Miro alrededor: veo dolor, ira, rabia, miedo... También veo amor, belleza, libertad... pero están agazapadas entre las primeras piedras. Sentimos un deseo irrefrenable de cambiarlo todo, de jalear a quienes gobiernan, de bajar de sus pedestales a quienes ostentan el poder tan nefastamente, de aplicar justicia sobre los jueces y sobre las mismas leyes... Hemos creado un mundo en el que las clases políticas se han convertido en esclavizadores mientras consentíamos, un mundo en el que la pobreza es ya razón suficiente como para comprobar que los sistemas conocidos no funcionan. ¿Cómo podemos decir que funciona algo que mantiene a más de una persona muriéndose de hambre? ¿Qué mundo de locos es éste?

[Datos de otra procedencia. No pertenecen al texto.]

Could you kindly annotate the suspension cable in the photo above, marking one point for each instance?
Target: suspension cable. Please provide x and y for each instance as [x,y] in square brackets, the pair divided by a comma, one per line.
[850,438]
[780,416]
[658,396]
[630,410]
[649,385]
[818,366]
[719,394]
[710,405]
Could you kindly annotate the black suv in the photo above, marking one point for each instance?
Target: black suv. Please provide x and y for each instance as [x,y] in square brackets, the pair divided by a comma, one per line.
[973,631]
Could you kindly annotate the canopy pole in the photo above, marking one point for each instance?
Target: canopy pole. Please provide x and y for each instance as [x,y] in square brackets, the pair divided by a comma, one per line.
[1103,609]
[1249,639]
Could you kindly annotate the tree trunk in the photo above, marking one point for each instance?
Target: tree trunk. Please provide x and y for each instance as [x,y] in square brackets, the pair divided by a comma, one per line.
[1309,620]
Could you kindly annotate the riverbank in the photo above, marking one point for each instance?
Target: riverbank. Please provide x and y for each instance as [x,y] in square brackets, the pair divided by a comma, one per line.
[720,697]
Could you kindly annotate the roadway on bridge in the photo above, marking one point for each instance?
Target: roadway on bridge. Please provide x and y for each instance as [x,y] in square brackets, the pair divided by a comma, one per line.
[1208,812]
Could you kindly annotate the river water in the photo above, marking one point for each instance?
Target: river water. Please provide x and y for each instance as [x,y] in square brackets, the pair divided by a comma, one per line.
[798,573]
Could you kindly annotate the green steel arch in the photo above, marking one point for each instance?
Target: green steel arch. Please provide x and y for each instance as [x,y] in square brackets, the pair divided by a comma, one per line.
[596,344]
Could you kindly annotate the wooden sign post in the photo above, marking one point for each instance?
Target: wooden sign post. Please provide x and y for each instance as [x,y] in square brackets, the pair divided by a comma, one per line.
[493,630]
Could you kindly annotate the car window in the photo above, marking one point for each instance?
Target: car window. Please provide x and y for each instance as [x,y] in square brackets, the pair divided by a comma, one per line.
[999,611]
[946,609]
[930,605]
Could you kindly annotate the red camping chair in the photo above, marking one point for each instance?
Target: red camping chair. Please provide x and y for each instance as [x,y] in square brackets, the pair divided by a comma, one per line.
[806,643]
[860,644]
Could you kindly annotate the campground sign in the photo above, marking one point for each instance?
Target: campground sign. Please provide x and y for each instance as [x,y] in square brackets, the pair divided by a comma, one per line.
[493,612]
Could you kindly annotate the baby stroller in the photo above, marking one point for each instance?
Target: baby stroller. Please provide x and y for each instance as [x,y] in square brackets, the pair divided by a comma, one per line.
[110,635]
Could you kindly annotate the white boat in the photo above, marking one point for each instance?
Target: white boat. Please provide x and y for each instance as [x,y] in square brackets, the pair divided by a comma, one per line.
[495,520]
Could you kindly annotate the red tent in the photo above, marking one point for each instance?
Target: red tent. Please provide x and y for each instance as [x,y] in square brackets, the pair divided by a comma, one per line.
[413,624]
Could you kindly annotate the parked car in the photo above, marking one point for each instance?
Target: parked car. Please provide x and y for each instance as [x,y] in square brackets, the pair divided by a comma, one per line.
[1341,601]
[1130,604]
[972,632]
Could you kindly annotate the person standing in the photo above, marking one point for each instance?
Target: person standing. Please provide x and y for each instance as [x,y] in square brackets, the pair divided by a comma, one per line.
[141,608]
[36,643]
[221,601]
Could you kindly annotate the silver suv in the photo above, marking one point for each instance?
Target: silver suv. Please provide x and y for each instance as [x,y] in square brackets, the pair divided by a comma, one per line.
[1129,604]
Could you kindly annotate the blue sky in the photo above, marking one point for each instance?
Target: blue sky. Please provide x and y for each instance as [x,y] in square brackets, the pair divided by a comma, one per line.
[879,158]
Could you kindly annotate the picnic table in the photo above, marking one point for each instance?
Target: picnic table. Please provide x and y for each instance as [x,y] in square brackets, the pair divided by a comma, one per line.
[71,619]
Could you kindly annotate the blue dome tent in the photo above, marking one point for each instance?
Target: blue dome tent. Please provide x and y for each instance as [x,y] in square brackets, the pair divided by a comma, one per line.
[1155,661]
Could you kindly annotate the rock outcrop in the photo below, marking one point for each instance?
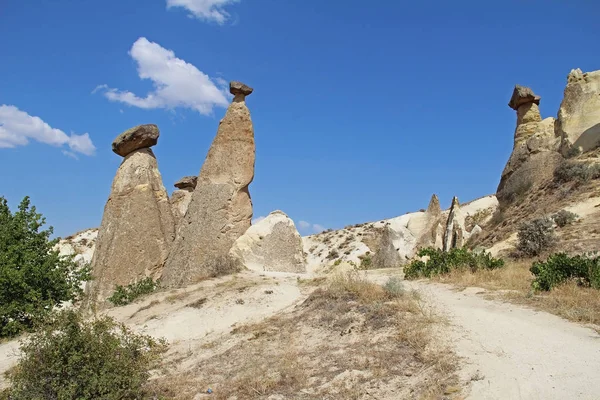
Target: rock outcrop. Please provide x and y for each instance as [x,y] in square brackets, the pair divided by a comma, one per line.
[272,244]
[455,233]
[535,151]
[578,121]
[137,226]
[220,210]
[181,198]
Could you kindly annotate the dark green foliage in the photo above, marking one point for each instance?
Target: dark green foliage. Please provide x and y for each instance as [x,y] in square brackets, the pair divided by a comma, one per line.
[441,262]
[572,171]
[536,237]
[559,268]
[564,218]
[34,278]
[126,294]
[70,358]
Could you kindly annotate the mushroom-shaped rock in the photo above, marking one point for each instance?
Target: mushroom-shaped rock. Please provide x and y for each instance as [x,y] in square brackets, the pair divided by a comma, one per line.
[187,182]
[236,88]
[137,227]
[522,95]
[221,209]
[138,137]
[272,244]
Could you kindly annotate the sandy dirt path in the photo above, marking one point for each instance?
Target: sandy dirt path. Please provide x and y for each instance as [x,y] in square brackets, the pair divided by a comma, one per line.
[512,352]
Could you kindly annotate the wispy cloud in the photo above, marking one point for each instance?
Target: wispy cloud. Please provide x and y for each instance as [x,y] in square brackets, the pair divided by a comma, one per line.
[206,10]
[308,227]
[176,82]
[17,128]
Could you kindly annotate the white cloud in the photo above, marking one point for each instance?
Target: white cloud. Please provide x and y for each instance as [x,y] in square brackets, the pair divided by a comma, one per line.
[207,10]
[176,82]
[310,227]
[17,128]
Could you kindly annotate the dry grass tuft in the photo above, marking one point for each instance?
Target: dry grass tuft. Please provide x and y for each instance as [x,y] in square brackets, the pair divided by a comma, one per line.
[351,339]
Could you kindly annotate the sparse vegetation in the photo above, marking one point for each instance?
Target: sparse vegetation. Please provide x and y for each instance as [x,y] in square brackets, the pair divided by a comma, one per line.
[127,294]
[536,237]
[564,218]
[70,358]
[441,262]
[34,278]
[559,268]
[579,172]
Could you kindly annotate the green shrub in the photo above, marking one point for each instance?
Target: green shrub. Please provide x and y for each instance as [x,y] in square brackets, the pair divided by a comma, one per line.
[126,294]
[34,278]
[536,236]
[70,358]
[572,171]
[441,262]
[559,268]
[564,218]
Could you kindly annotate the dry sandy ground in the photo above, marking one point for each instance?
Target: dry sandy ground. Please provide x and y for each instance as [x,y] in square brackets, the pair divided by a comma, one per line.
[512,352]
[507,351]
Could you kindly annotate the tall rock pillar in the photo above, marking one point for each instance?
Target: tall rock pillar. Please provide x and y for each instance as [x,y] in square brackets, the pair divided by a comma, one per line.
[220,210]
[137,226]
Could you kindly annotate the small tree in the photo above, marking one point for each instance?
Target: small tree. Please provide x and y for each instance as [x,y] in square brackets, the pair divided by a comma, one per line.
[536,236]
[71,358]
[34,278]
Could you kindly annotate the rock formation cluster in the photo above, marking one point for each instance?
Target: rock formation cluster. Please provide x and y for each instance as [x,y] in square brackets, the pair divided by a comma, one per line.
[220,210]
[137,226]
[273,244]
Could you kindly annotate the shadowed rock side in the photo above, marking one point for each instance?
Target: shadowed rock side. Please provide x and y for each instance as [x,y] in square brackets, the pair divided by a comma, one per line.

Sentimos tanta rabia, que la desbocamos incluso en nuestras casas. Somos violentos con el vecino de enfrente, con la señora del quinto, con el frutero de la esquina, con nuestro propio hermano... Nuestras emociones vibran como si estuvieran fuera de su sitio, como si alguien las hubiera sacado de su lugar original para desperdigarlas con un desorden total por nuestro cuerpo. Y desde ese caos estamos buscando el orden, desde ese caos queremos cambiar el mundo. Pero estamos llenos de rabia y de miedo, y si nuestro jefe nos pide que hagamos algo, lo hacemos, porque tenemos miedo. Y mientras hacemos, damos poder a quien nos esclaviza y nos domina.

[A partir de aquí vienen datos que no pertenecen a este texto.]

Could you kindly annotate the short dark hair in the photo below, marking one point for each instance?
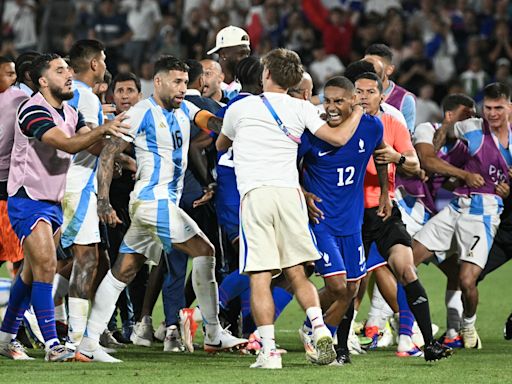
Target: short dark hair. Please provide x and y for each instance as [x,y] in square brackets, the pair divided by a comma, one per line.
[340,82]
[82,52]
[371,76]
[24,63]
[126,76]
[248,71]
[169,63]
[381,50]
[452,102]
[40,64]
[284,66]
[496,91]
[195,69]
[358,68]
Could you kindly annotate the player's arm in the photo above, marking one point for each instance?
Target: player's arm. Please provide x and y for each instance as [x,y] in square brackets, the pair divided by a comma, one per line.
[340,135]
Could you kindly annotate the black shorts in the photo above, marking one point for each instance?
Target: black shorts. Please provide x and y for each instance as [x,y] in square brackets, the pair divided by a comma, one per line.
[385,234]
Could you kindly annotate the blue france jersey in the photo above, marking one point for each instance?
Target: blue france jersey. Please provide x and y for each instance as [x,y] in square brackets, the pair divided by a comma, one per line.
[336,175]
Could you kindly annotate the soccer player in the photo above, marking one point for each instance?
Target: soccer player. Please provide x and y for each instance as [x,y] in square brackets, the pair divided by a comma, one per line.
[44,140]
[390,236]
[333,178]
[264,132]
[160,128]
[473,217]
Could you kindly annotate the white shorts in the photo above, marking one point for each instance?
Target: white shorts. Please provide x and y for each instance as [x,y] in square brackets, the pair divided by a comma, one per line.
[81,222]
[474,234]
[274,230]
[155,226]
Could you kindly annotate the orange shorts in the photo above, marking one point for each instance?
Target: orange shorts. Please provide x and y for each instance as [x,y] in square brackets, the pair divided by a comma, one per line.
[10,248]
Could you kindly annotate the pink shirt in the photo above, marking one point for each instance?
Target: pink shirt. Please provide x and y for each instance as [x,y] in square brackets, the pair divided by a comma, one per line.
[10,99]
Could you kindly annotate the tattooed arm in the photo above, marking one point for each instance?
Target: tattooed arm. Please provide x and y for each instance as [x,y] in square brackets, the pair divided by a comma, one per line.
[112,147]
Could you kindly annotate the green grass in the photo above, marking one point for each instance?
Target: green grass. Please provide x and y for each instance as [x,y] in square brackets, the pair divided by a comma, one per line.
[492,364]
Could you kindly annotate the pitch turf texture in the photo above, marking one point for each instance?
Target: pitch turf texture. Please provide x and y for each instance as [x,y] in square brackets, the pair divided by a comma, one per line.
[492,364]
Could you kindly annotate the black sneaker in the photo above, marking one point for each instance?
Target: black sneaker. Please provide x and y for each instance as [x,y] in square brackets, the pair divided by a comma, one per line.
[507,331]
[436,351]
[342,357]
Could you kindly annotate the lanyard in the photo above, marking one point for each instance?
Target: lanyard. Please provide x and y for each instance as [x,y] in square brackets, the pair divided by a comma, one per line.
[278,120]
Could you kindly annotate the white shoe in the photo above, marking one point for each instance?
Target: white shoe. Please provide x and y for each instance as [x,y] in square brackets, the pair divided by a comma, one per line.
[322,339]
[160,333]
[271,360]
[143,332]
[224,341]
[14,350]
[172,341]
[98,355]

Enseñamos a los niños a olvidar sus talentos en aras de un “futuro cómodo”. Les enseñamos matemáticas, lengua, historia, sociales... pero están exentos de la educación del amor. Abandonamos a nuestros hijos porque tenemos que ir a trabajar, “por ellos”, decimos... por ese “futuro mejor” con el que nos engañaron a nosotros. “Lo hago por ti”… Y mientras, nos olvidamos de alimentar sus risas y sus juegos. Nos olvidamos de enseñarles a vivir sin miedo, de luchar por sus sueños, aunque nos parezcan poco rentables económicamente. Nos olvidamos de enseñarles a vivir. Tampoco nadie a nosotros nos enseñó a vivir. Y es cuando descubro esto, que siento una profunda compasión por el ser humano, por ese animal perdido y sufriente al que le duele cualquier opinión, cualquier palabra-daga, cualquier silencio, cualquier gesto… que antepone la autoridad de cualquiera a la suya propia.
Quizás uno solo no pueda cambiar el mundo, pero puede sembrar amor en su casa. Nadie nos ha enseñado a vivir, pero estamos a tiempo de no repetir el ejemplo.